One White Bit Screenshot 2025 03 19 At 12.57.38

Welcome

In April's instalment of this year's Green Conversation series, we will be exploring themes of biodiversity, flood resilience and freedom through the lens of front gardens and continuing this year's theme of 'The Commons'. We are delighted to announce three amazing speakers who will bring their own angle to the topic and generate a discussion. We look forward to welcoming you at the Brookmill (4 minutes walk from St Johns Station and 8 minutes walk from Elverson Road DLR station.

Freedom to Roam (with Joanna Jones)

    • Playgrounds of the imagination

Joanna is a British artist who co-founded the London studio collective in 1973. After settling in Dover in 1997 she set up The Dover Arts Development (DAD) in 2006 with Claire Smith. Their organisation continues to nurture a formidable local artistic community. Joanna also enjoys Dover's sprawling landscape and apparent lack of boundaries. These experiences have led her to realise the important connection between our internal and external realities. "How can we shape the innovations for a better future", she asks, "if we can’t roam freely across the lands and in our imaginations?"

Spongey Neighbourhoods (with Marcus Gayle)

    • Flood resilience for St Johns

Marcus has worked in the public sector for numerous years, delivering innovative nature-based flood resilience schemes. He is a civil engineering and a Chartered water and environmental manager with extensive experience working with communities to implement nature-based adaptation. His work is driven by a commitment to creating resilient and environmentally friendly infrastructure for the communities he serves.

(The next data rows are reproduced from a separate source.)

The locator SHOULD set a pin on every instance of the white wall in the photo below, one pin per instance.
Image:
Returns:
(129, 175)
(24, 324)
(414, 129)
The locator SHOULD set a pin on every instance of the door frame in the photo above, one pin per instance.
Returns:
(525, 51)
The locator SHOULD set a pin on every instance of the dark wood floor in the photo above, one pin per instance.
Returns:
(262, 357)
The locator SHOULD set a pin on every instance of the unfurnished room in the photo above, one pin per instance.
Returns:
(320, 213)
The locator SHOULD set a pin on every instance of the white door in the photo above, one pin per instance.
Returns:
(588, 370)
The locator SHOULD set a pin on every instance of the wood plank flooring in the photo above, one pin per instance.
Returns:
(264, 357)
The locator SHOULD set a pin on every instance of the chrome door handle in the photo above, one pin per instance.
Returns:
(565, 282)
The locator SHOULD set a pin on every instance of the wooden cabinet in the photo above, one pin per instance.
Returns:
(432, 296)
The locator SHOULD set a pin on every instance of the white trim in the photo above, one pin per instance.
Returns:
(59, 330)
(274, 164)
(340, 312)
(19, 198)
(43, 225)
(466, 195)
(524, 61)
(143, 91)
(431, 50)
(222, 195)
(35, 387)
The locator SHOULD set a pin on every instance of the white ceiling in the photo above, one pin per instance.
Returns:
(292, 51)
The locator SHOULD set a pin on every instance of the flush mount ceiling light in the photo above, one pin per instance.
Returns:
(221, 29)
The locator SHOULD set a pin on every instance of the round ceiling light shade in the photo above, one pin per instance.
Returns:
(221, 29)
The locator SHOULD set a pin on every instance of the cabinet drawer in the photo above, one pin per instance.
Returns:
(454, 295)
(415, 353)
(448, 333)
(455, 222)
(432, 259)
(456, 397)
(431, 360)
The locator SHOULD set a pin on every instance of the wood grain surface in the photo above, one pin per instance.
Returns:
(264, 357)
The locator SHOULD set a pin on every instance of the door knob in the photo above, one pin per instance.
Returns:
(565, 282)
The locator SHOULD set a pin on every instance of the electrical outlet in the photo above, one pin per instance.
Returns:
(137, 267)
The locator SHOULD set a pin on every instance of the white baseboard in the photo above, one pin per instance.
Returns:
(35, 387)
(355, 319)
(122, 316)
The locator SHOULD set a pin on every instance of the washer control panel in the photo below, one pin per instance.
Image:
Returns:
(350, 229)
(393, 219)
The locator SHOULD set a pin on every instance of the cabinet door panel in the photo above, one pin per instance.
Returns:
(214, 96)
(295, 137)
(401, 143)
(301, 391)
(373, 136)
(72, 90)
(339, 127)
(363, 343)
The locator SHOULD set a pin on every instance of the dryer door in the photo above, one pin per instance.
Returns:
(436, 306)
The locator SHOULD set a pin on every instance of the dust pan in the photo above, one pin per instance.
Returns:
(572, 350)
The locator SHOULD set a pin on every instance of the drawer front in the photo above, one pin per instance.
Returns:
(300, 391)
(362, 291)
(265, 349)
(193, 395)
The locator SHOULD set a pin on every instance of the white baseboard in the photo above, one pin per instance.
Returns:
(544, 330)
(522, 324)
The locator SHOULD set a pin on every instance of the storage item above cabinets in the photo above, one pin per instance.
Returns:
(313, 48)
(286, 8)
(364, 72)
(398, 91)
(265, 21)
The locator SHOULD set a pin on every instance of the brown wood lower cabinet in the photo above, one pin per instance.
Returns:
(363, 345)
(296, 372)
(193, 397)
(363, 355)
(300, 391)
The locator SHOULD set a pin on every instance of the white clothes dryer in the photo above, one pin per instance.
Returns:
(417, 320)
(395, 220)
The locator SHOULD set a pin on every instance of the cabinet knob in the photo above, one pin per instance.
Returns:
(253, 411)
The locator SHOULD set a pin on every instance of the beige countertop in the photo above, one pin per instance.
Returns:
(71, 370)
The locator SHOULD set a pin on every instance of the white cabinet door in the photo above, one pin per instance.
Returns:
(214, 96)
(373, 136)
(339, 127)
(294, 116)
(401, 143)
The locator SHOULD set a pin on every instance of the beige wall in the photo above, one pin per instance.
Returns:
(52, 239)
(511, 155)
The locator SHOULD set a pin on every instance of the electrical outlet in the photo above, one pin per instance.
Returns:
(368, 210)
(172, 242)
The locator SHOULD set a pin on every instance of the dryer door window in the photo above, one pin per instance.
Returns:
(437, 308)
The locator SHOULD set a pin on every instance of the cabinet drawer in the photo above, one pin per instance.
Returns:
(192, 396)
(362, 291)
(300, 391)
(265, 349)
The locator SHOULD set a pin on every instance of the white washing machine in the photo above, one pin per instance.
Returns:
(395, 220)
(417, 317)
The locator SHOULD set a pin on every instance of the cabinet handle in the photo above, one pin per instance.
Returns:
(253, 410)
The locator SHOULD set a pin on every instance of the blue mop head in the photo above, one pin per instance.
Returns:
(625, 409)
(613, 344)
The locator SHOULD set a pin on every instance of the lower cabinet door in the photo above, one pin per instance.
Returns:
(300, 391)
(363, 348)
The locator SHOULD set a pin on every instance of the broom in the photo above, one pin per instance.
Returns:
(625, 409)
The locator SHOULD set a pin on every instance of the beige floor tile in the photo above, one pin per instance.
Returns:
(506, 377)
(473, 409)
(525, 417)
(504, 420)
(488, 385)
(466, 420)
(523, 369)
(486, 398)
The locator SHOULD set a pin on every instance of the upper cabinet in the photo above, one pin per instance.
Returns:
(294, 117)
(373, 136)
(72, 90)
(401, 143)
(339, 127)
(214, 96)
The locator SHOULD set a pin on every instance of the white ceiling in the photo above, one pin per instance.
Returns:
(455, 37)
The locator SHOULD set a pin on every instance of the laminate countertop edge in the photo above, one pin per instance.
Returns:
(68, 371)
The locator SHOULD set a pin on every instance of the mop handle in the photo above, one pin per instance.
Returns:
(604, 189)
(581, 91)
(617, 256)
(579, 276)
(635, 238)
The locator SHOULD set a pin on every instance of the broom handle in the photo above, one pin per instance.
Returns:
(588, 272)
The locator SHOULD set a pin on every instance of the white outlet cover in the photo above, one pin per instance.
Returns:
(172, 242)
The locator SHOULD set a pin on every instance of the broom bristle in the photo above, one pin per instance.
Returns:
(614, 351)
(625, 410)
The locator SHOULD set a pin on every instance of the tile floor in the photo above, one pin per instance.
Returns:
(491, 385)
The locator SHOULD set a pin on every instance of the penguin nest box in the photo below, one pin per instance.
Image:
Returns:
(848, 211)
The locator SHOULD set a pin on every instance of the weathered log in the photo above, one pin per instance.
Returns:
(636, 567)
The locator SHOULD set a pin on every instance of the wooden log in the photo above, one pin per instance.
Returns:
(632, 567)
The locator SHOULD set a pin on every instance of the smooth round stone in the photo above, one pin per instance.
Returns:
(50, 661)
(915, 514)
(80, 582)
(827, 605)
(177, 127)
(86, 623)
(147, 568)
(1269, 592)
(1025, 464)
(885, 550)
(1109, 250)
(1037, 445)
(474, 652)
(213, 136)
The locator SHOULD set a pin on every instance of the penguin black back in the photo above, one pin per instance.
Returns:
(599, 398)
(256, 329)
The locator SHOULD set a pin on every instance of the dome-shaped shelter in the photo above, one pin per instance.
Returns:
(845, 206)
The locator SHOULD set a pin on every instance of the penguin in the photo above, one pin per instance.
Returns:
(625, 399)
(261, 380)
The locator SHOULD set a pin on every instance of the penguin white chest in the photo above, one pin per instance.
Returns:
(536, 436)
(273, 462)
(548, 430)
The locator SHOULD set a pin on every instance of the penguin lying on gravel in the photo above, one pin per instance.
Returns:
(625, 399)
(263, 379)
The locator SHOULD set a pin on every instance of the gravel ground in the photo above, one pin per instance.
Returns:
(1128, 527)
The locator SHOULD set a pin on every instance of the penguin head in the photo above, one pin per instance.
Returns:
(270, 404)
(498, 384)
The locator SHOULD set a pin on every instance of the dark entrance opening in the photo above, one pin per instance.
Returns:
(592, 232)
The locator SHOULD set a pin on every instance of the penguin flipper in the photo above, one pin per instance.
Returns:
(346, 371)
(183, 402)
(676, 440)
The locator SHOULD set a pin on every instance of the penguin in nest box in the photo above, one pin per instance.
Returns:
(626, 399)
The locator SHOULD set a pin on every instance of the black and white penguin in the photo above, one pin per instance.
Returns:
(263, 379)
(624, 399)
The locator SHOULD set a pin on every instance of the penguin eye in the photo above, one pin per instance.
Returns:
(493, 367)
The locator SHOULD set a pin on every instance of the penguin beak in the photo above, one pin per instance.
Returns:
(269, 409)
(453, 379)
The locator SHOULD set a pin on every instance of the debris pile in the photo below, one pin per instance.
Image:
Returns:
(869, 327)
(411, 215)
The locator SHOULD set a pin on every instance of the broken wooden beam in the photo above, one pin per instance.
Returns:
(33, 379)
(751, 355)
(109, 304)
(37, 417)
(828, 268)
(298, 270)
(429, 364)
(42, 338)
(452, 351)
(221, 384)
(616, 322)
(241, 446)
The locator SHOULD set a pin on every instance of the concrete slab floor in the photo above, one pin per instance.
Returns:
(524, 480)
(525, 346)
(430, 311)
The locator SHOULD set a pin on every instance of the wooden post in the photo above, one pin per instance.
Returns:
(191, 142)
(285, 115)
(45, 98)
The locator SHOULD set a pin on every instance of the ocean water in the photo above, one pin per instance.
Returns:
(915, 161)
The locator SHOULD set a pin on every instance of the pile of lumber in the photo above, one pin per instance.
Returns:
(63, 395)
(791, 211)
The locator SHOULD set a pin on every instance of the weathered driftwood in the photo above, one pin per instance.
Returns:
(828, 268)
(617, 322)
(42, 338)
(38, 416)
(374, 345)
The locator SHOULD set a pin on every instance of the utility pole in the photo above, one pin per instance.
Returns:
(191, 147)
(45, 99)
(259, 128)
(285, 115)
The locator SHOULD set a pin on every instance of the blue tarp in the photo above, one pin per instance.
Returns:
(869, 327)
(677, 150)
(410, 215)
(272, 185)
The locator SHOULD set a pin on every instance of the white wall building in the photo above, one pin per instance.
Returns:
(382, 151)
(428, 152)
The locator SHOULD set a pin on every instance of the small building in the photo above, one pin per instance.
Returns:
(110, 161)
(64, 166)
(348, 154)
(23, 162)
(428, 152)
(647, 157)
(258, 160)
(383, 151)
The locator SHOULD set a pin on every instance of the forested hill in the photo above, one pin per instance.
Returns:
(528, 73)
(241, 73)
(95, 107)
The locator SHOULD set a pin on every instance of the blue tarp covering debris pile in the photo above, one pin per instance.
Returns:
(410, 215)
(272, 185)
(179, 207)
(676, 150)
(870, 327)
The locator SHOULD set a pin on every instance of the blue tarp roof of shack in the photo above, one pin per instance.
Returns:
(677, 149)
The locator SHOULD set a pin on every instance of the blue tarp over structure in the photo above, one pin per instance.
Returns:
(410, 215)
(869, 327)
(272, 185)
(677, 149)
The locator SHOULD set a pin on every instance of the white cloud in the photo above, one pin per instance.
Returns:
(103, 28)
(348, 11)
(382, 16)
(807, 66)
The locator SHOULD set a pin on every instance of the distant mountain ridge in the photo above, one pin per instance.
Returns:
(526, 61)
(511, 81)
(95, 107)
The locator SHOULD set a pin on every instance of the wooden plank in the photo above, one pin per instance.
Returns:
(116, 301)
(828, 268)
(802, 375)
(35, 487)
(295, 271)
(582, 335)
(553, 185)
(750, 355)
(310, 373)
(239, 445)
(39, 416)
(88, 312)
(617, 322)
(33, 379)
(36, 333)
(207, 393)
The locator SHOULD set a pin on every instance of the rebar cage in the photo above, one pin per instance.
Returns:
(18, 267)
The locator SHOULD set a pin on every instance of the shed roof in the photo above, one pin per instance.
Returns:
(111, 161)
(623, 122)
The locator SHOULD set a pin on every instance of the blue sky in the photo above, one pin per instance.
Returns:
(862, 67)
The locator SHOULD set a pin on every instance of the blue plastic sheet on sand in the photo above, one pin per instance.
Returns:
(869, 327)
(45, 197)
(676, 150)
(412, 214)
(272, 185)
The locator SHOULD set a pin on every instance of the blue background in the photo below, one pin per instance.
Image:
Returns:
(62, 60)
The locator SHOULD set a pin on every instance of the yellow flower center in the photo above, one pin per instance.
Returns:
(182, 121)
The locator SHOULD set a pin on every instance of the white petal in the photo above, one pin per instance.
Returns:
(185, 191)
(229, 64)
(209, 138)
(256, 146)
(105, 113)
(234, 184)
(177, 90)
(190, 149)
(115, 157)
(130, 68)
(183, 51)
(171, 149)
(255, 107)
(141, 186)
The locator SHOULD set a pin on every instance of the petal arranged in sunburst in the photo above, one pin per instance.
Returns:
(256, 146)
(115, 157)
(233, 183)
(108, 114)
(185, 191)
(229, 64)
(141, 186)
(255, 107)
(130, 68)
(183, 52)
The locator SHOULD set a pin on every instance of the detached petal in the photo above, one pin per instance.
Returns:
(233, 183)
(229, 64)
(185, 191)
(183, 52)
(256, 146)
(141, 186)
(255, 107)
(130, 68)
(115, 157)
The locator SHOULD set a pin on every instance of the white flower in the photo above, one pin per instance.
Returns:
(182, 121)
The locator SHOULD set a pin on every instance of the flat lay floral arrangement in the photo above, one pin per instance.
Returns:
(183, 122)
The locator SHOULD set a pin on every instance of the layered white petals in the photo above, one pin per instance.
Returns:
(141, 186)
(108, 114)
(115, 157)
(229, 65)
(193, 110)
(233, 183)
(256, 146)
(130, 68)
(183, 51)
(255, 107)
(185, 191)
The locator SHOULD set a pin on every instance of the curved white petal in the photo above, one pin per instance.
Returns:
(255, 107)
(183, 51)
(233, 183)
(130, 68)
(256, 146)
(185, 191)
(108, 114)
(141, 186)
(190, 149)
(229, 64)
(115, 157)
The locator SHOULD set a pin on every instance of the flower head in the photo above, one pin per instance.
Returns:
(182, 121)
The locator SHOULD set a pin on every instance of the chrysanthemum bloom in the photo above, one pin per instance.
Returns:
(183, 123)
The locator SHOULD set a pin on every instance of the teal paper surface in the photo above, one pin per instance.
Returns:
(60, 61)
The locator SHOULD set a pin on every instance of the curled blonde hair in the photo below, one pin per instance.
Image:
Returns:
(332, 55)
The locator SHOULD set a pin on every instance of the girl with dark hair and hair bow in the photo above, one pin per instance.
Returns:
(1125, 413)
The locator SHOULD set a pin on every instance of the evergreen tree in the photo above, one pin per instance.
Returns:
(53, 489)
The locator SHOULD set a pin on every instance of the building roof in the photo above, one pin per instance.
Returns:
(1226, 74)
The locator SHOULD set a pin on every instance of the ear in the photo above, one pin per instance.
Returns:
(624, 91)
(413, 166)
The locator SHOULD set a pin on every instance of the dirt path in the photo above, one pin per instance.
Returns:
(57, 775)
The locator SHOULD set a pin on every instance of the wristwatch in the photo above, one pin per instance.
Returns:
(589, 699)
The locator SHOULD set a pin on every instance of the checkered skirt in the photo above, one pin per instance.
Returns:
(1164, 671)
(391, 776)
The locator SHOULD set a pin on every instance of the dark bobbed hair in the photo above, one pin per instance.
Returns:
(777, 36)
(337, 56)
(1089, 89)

Gifts to the Street (with Create Streets)

    • How better homes and gardens can create better streets

Create Streets is a London-based social enterprise that works alongside its charitable arm, the Create Streets Foundation, to make it easier to develop and steward places that are popular, sustainable, beautiful, healthy, and prosperous. They advocate for fine grained, street-based urbanism, and for greater community input into the design and creation of new places. They work ‘bottom up’, working with community groups, councils, and landowners, and ‘top down’, developing policy and advocating for planning reform. They will introduce their research into the links between the built environment and our health, happiness, wellbeing, and prosperity, and then delve into some ideas for how we can unlock the potential of St Johns through making better use of our roofs and front gardens.